In terms of flight efficiency, though, the important factor is that in bats the upstroke muscles are located above the wing. Since it is more aerodynamically efficient to have as much weight as possible below the wing, this extra weight reduces flight efficiency, giving bats their characteristic flittery flight.*8
Birds have evolved a solution to this problem since both their downstroke and upstroke muscles are located below the wing. Situated on the sternum (deep to the bird’s downstroke-driving pectoral muscles), the supracoracoideus muscle sends its long tendon snaking through a hole in the shoulder joint to an attachment site on the humerus. When the supracoracoideus muscle contracts, its tendon acts like a pulley to raise the wing. The end result is a smoother (less jerky) flight in birds compared to bats.
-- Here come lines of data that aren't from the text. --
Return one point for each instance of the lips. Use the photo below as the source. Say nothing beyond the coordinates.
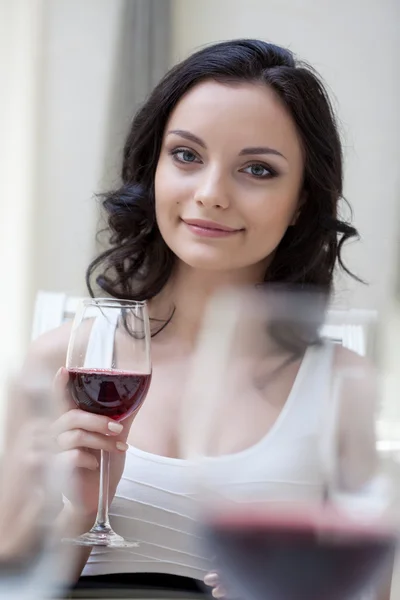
(210, 225)
(209, 229)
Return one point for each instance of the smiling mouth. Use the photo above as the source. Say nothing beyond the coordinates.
(209, 228)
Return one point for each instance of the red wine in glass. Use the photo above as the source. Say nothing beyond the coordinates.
(318, 556)
(115, 394)
(109, 365)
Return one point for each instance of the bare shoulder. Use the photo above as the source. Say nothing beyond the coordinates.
(49, 351)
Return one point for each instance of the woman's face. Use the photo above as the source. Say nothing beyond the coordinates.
(229, 176)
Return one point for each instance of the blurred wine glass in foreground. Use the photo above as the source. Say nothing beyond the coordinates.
(295, 501)
(33, 562)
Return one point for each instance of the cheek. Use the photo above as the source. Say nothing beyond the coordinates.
(273, 214)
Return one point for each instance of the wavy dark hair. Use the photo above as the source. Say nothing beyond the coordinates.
(138, 263)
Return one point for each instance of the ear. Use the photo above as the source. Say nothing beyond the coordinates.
(300, 204)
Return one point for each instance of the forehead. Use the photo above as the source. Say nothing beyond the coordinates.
(239, 114)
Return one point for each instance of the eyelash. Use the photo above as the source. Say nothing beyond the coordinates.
(271, 172)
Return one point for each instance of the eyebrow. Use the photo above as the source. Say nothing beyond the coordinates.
(246, 151)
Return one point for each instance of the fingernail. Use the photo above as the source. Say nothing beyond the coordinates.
(115, 427)
(122, 446)
(211, 579)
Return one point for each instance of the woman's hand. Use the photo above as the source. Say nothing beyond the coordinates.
(80, 436)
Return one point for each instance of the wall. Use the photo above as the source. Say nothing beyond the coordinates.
(355, 46)
(79, 54)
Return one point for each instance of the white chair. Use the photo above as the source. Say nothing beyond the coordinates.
(352, 329)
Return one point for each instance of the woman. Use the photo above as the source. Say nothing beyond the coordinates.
(232, 174)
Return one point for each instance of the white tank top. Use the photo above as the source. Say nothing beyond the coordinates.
(155, 505)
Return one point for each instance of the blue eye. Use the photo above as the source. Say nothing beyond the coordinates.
(259, 171)
(184, 155)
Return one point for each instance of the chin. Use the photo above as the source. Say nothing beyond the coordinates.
(209, 261)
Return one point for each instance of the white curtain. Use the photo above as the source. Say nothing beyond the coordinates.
(72, 74)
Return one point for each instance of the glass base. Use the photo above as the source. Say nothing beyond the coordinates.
(101, 536)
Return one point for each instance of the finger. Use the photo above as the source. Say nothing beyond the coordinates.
(211, 579)
(219, 592)
(79, 419)
(79, 459)
(79, 438)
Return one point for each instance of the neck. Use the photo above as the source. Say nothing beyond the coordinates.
(188, 293)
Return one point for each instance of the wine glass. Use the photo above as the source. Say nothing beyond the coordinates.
(109, 365)
(296, 501)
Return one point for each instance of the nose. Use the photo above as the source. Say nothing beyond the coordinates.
(212, 192)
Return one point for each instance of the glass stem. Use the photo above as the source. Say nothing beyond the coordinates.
(102, 522)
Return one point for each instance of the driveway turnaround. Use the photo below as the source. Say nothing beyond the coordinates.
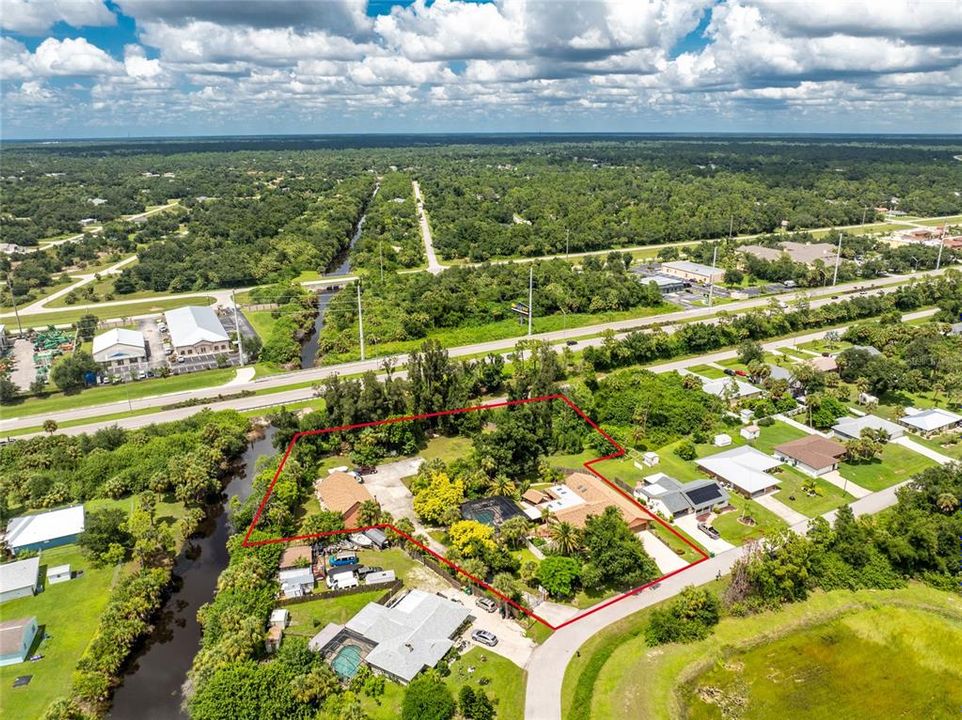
(689, 523)
(664, 557)
(792, 517)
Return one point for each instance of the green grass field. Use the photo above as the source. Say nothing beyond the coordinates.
(827, 497)
(68, 316)
(892, 653)
(895, 465)
(58, 402)
(735, 532)
(69, 614)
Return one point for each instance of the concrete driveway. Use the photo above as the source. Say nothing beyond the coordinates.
(689, 523)
(664, 557)
(792, 517)
(512, 644)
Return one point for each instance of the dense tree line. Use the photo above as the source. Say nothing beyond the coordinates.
(391, 237)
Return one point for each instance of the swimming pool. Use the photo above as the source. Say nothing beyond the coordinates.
(346, 661)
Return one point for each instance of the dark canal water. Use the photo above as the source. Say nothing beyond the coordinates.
(151, 689)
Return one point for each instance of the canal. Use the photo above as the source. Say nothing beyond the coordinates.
(151, 689)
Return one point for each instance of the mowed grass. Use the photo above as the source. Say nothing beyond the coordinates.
(883, 662)
(735, 532)
(68, 316)
(896, 464)
(69, 614)
(616, 675)
(827, 496)
(59, 402)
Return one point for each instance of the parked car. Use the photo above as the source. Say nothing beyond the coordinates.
(487, 604)
(709, 531)
(485, 638)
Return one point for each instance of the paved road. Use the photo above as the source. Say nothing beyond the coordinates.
(434, 266)
(275, 399)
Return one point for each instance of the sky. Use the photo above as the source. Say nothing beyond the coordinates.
(119, 68)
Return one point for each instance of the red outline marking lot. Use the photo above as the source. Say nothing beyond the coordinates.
(619, 452)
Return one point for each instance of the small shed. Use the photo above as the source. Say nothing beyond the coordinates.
(58, 574)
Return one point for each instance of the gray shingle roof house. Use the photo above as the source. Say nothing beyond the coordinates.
(412, 634)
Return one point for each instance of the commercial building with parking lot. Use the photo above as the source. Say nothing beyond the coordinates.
(196, 330)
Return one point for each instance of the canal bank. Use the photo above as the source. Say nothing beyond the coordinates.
(152, 686)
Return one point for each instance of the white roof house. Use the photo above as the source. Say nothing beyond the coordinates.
(849, 428)
(744, 468)
(119, 344)
(730, 387)
(19, 579)
(930, 421)
(194, 324)
(31, 532)
(413, 634)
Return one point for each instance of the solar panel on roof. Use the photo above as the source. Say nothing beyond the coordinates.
(704, 494)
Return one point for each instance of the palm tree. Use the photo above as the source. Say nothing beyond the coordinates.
(369, 513)
(947, 503)
(565, 537)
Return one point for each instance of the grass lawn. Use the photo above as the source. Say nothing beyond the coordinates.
(895, 465)
(712, 373)
(68, 316)
(855, 655)
(58, 402)
(772, 435)
(501, 679)
(447, 449)
(308, 618)
(69, 614)
(827, 497)
(735, 532)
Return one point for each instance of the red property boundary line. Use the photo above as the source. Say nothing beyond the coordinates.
(619, 452)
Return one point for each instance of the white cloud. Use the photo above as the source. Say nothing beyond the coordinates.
(35, 17)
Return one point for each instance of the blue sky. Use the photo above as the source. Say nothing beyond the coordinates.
(106, 68)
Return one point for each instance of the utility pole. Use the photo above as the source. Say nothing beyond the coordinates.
(240, 335)
(838, 259)
(14, 298)
(711, 280)
(938, 260)
(530, 296)
(360, 319)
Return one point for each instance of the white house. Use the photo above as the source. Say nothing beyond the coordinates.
(59, 574)
(196, 330)
(119, 348)
(848, 428)
(45, 530)
(930, 422)
(743, 468)
(19, 579)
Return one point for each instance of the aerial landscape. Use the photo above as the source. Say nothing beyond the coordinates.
(445, 360)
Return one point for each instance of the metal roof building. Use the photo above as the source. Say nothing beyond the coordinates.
(49, 529)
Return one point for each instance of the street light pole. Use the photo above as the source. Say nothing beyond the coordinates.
(13, 297)
(530, 296)
(711, 280)
(240, 335)
(838, 259)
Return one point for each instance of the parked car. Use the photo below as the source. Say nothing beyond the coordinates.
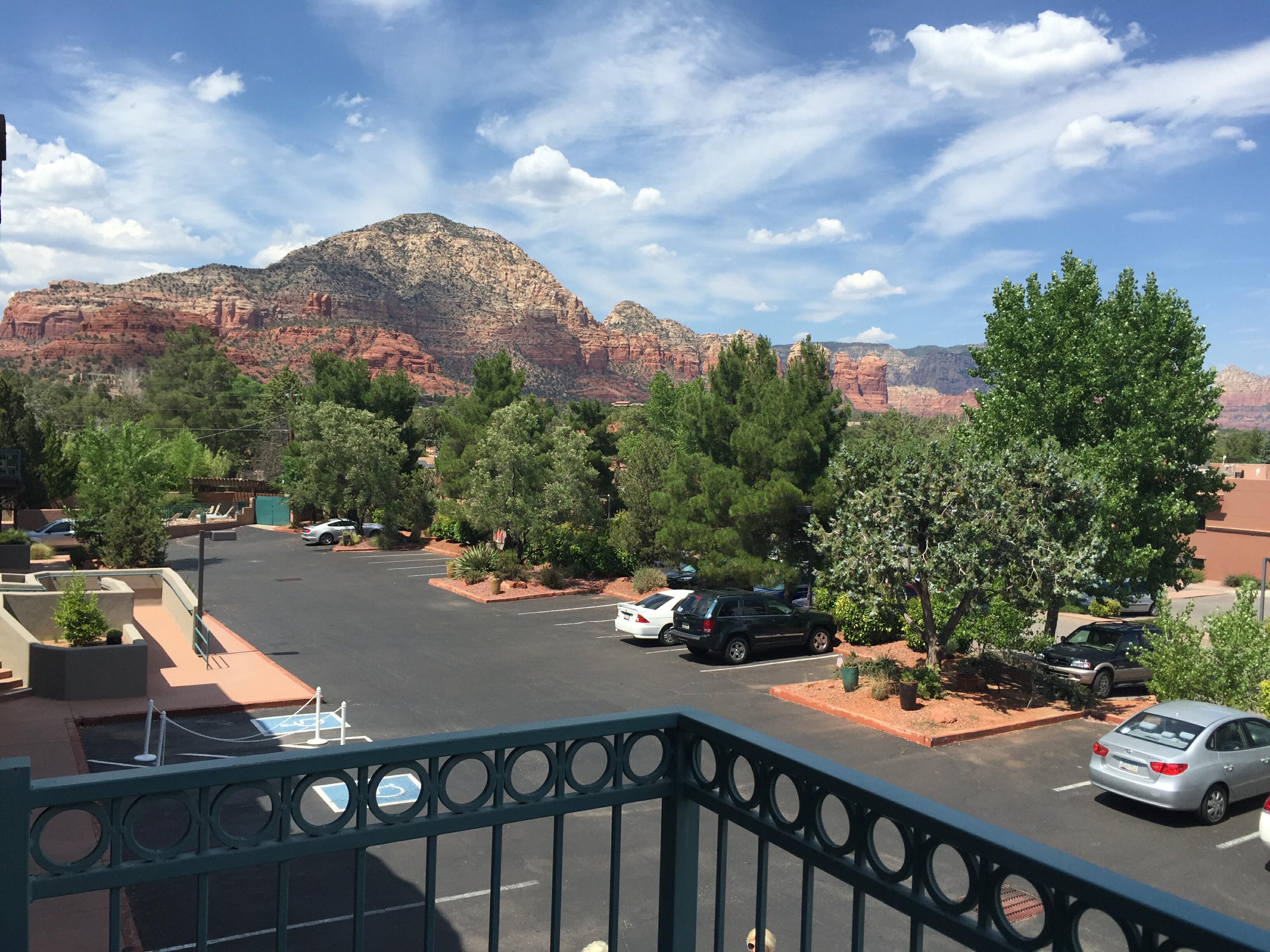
(737, 624)
(60, 534)
(326, 534)
(1187, 756)
(1102, 655)
(652, 617)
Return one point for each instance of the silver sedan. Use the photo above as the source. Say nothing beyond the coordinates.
(1185, 756)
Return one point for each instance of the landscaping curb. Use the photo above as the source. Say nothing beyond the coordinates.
(929, 740)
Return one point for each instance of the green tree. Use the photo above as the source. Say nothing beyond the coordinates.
(953, 522)
(495, 386)
(343, 461)
(195, 385)
(756, 448)
(1119, 383)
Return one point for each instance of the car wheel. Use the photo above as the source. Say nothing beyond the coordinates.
(1212, 808)
(1103, 684)
(819, 641)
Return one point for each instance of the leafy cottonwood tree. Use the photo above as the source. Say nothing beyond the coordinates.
(948, 518)
(756, 448)
(345, 461)
(1121, 384)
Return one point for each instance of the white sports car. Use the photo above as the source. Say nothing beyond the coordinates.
(652, 617)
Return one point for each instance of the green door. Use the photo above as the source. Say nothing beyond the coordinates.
(272, 511)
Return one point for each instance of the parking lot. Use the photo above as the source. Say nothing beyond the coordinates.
(413, 659)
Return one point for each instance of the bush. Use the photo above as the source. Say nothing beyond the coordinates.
(552, 577)
(78, 616)
(648, 581)
(1231, 581)
(574, 545)
(1105, 609)
(477, 564)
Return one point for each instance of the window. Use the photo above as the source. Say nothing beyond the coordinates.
(1259, 733)
(1228, 738)
(1159, 729)
(656, 601)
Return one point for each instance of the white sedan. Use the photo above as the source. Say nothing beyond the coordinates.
(652, 617)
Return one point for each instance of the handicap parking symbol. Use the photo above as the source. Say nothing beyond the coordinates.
(395, 790)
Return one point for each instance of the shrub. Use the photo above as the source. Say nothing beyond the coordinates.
(1231, 581)
(574, 545)
(648, 581)
(477, 564)
(552, 577)
(1105, 609)
(78, 616)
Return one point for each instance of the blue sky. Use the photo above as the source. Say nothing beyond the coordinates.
(849, 171)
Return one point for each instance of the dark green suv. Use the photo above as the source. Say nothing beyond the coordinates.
(737, 624)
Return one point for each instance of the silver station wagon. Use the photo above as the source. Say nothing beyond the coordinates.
(1185, 756)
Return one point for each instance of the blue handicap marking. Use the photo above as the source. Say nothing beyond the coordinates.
(395, 790)
(295, 723)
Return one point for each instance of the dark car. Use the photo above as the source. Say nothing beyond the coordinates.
(737, 624)
(1103, 655)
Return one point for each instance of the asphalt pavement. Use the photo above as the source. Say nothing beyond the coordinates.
(413, 659)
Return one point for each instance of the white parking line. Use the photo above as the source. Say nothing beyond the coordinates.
(581, 609)
(1237, 842)
(764, 664)
(347, 918)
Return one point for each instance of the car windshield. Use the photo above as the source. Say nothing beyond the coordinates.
(1160, 729)
(1096, 638)
(654, 601)
(698, 606)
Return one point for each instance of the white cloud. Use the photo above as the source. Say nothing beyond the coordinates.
(823, 230)
(1150, 216)
(647, 200)
(882, 41)
(874, 336)
(864, 286)
(1086, 144)
(545, 178)
(299, 236)
(656, 252)
(215, 87)
(980, 61)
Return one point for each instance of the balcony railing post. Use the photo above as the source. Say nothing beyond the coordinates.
(14, 886)
(677, 894)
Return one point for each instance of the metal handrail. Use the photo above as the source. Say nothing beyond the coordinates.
(1067, 888)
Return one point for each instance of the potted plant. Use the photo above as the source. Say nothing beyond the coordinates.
(849, 668)
(909, 690)
(968, 674)
(14, 551)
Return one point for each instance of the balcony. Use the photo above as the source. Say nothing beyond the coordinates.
(942, 876)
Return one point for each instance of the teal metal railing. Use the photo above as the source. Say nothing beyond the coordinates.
(700, 767)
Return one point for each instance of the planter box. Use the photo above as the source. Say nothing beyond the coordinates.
(16, 559)
(88, 673)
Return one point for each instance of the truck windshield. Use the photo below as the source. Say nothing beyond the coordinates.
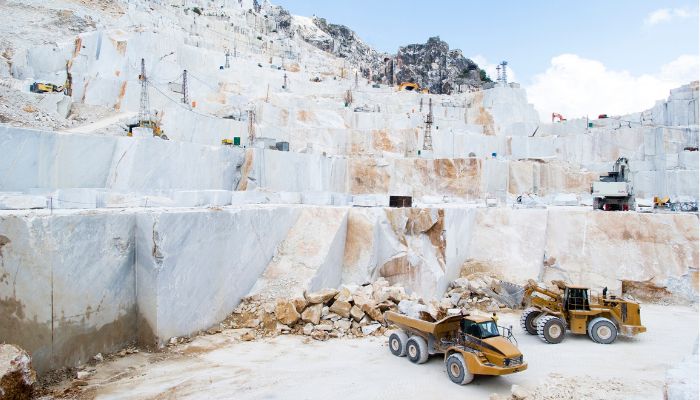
(482, 330)
(487, 329)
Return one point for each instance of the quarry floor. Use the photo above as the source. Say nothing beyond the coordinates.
(222, 366)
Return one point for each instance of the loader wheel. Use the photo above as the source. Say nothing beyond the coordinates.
(397, 343)
(457, 369)
(602, 330)
(527, 320)
(551, 329)
(417, 350)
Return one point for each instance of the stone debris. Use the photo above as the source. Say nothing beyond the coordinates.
(17, 376)
(358, 310)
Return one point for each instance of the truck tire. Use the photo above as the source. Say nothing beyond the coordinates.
(602, 330)
(417, 350)
(397, 343)
(527, 320)
(457, 369)
(551, 329)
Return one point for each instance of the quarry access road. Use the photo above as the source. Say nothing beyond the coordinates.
(294, 367)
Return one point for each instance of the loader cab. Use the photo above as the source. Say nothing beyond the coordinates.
(576, 299)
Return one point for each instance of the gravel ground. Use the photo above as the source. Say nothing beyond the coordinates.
(222, 366)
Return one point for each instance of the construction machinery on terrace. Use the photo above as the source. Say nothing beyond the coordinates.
(39, 87)
(411, 86)
(472, 345)
(614, 192)
(551, 314)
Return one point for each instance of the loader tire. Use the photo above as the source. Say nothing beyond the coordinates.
(551, 329)
(397, 343)
(602, 330)
(527, 320)
(457, 369)
(417, 350)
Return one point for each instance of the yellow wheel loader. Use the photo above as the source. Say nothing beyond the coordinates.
(471, 345)
(551, 314)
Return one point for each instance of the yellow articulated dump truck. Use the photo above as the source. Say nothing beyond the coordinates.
(472, 345)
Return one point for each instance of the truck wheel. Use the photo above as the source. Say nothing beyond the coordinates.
(417, 350)
(527, 320)
(551, 329)
(602, 330)
(457, 369)
(397, 343)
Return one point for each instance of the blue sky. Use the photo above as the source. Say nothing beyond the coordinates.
(635, 38)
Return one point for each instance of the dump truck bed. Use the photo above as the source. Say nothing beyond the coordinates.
(434, 328)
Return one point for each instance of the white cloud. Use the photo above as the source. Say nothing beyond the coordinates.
(576, 87)
(667, 14)
(490, 68)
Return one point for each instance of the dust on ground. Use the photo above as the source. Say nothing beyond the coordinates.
(290, 366)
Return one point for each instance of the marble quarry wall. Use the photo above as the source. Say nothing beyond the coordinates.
(74, 283)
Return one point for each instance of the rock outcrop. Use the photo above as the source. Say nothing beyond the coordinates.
(17, 376)
(434, 66)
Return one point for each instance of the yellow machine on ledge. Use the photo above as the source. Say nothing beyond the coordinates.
(411, 87)
(551, 314)
(472, 345)
(39, 87)
(154, 125)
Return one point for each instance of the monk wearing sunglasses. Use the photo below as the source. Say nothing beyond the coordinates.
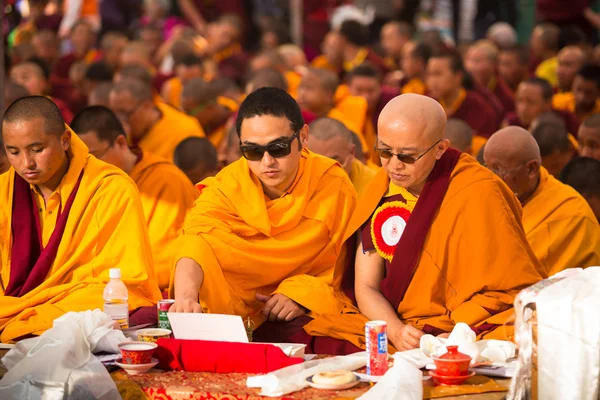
(263, 237)
(439, 241)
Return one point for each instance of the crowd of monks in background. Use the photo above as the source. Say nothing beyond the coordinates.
(181, 115)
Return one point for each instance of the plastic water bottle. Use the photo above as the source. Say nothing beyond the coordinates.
(115, 299)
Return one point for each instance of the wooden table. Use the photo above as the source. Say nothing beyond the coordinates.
(231, 386)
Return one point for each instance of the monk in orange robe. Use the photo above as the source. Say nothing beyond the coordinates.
(197, 158)
(66, 219)
(263, 237)
(559, 224)
(186, 69)
(584, 99)
(202, 100)
(316, 94)
(425, 227)
(272, 59)
(165, 191)
(445, 75)
(330, 138)
(155, 126)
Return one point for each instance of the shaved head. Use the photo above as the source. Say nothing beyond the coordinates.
(330, 138)
(460, 135)
(513, 154)
(412, 127)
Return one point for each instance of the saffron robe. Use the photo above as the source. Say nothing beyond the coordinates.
(170, 130)
(105, 229)
(459, 243)
(167, 195)
(560, 226)
(566, 102)
(248, 244)
(361, 176)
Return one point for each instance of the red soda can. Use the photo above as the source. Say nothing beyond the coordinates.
(376, 340)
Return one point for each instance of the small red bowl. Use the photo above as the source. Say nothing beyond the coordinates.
(449, 380)
(452, 363)
(137, 352)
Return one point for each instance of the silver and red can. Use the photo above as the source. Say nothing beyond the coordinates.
(377, 352)
(162, 308)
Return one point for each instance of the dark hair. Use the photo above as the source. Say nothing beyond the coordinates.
(98, 72)
(193, 151)
(31, 107)
(547, 91)
(270, 101)
(583, 174)
(521, 52)
(551, 137)
(423, 52)
(355, 32)
(366, 70)
(100, 120)
(590, 72)
(571, 35)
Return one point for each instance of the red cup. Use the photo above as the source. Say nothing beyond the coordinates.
(452, 364)
(137, 352)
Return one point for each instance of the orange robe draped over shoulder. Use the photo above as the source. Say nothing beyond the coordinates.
(474, 261)
(170, 130)
(167, 195)
(248, 244)
(561, 226)
(105, 229)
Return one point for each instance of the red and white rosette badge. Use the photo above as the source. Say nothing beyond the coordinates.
(387, 226)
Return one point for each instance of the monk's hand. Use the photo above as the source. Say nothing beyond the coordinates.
(186, 305)
(280, 308)
(405, 337)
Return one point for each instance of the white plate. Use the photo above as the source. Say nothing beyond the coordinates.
(136, 369)
(332, 387)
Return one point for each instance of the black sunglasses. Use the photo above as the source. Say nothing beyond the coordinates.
(406, 159)
(277, 149)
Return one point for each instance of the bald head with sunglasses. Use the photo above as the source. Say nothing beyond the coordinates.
(410, 139)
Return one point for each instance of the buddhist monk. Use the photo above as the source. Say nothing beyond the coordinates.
(393, 36)
(290, 220)
(460, 135)
(330, 138)
(589, 137)
(570, 60)
(34, 76)
(165, 191)
(583, 174)
(584, 99)
(99, 96)
(68, 218)
(272, 59)
(559, 224)
(112, 45)
(513, 64)
(544, 43)
(533, 98)
(445, 75)
(155, 128)
(186, 69)
(197, 158)
(555, 148)
(200, 99)
(480, 62)
(414, 66)
(404, 259)
(316, 94)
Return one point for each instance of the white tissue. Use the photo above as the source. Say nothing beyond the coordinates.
(401, 382)
(60, 364)
(293, 378)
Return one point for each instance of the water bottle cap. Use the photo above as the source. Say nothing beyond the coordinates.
(115, 273)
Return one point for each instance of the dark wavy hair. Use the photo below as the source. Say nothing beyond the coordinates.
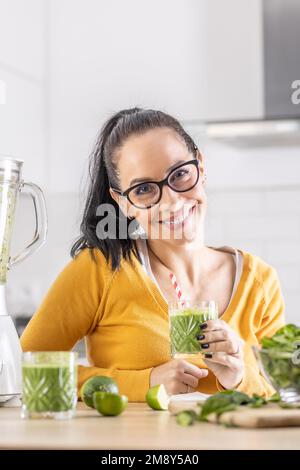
(103, 174)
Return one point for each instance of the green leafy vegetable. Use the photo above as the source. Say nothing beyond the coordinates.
(280, 357)
(221, 402)
(186, 418)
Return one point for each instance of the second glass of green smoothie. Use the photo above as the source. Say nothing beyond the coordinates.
(49, 384)
(185, 318)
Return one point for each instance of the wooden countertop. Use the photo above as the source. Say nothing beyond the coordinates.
(138, 427)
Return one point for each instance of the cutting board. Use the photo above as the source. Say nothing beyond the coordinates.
(268, 416)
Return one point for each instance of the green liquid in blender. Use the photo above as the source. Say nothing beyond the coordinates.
(49, 387)
(185, 327)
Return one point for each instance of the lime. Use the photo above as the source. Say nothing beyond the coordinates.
(186, 418)
(109, 404)
(97, 384)
(157, 397)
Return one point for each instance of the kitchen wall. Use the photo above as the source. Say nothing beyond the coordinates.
(87, 60)
(23, 68)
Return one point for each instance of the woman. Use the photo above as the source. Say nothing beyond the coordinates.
(115, 290)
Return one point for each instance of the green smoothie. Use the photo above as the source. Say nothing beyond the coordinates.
(185, 327)
(49, 387)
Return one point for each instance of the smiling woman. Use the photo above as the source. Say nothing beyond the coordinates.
(147, 185)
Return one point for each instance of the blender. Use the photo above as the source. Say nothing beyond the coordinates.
(11, 184)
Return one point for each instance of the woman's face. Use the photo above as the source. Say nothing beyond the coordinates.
(177, 216)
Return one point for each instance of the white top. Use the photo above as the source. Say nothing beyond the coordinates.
(237, 255)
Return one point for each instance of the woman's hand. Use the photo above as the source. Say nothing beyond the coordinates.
(223, 350)
(178, 376)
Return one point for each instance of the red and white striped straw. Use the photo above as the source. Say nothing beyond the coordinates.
(177, 288)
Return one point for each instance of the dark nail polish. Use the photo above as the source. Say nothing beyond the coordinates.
(200, 337)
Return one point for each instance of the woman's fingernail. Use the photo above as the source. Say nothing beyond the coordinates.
(200, 337)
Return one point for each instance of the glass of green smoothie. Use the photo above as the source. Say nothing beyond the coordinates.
(185, 318)
(49, 384)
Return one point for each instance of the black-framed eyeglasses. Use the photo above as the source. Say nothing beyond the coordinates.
(181, 179)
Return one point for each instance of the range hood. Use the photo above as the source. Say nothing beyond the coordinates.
(276, 118)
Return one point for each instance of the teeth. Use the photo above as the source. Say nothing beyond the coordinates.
(176, 221)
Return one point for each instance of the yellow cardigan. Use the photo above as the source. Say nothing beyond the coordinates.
(124, 319)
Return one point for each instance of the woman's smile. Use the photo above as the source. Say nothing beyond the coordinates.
(180, 219)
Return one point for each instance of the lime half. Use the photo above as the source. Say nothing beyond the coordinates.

These performance differences follow a general trend in most flight characteristics in which birds are more aerodynamically efficient than bats. This is almost certainly because birds have been flying (and, in the case of hummingbirds, hovering and feeding on nectar) far longer than their mammalian counterparts.
Back at Wallerfield, Farouk nodded at my tiny captive. “You should release that Glossophaga before we leave,” he said. “If you want it to live.”
“Why’s that?” Janet asked. We’d been bagging bats in Trinidad for several weeks, then taking them back to the PAX Guest House where we were sta
ying in Tunapuna.†9
“Glossophaga has a very high metabolic rate,” Farouk replied. “If that one doesn’t get nectar tonight, it will starve to death.”
“Yikes,” I said, glancing down at the bat with renewed interest.
Janet nudged my arm. “Sounds like those shrews we caught with Deedra and Darrin last year at Arnot Forest.”
Janet had nailed it. Shrews are tiny, insectivorous bundles of energy. Superficially, they resemble rodents (another example of convergent evolution), but they have amped-up, nutrient-burning bodies, that, like the nectar-feeding bats, require a constant and relatively immense intake of energy. The shrews we’d taken during a mammal survey in a forest near Cornell had a resting heart rate of approximately eight hundred beats per minute, and when pressed, they could reach fifteen hundred beats per minute—the highest ever recorded for a mammal. As a consequence, shrews have to eat almost constantly—worms and insects, mostly—but sometimes even other shrews. Their aggressive demeanor and toxic bites also enable them to tackle animals much larger than themselves. During one of our long nights in the field, I’d brought up the topic of a creature feature I recalled seeing as a kid. It was the unintentionally funny, 1959 horror flick, The Killer Shrews, in which dogs outfitted with goofy shrew wigs, terrorized a handful of cocktail-guzzling scientists, a well-endowed young woman, and a testosterone-squirting hero in a captain’s cap. Besides a last line that rivaled Clark Gable’s in Gone with the Wind, what I found most memorable about this mostly forgotten cinema “classic” was the fact that the filmmakers had gotten at least one thing right (two, actually, if you count the alcohol intake by the scientists). If indeed shrews had evolved or, in this case, mutated, to be the size of dogs (even small dogs)—humans would have had a serious and unbelievably vicious predator to contend with. Luckily for those of us collecting real shrews, there was no danger—only the discomfort of late nights during which we had to check over a hundred “live traps” every two hours—to prevent our hyperactive captives from starving to death.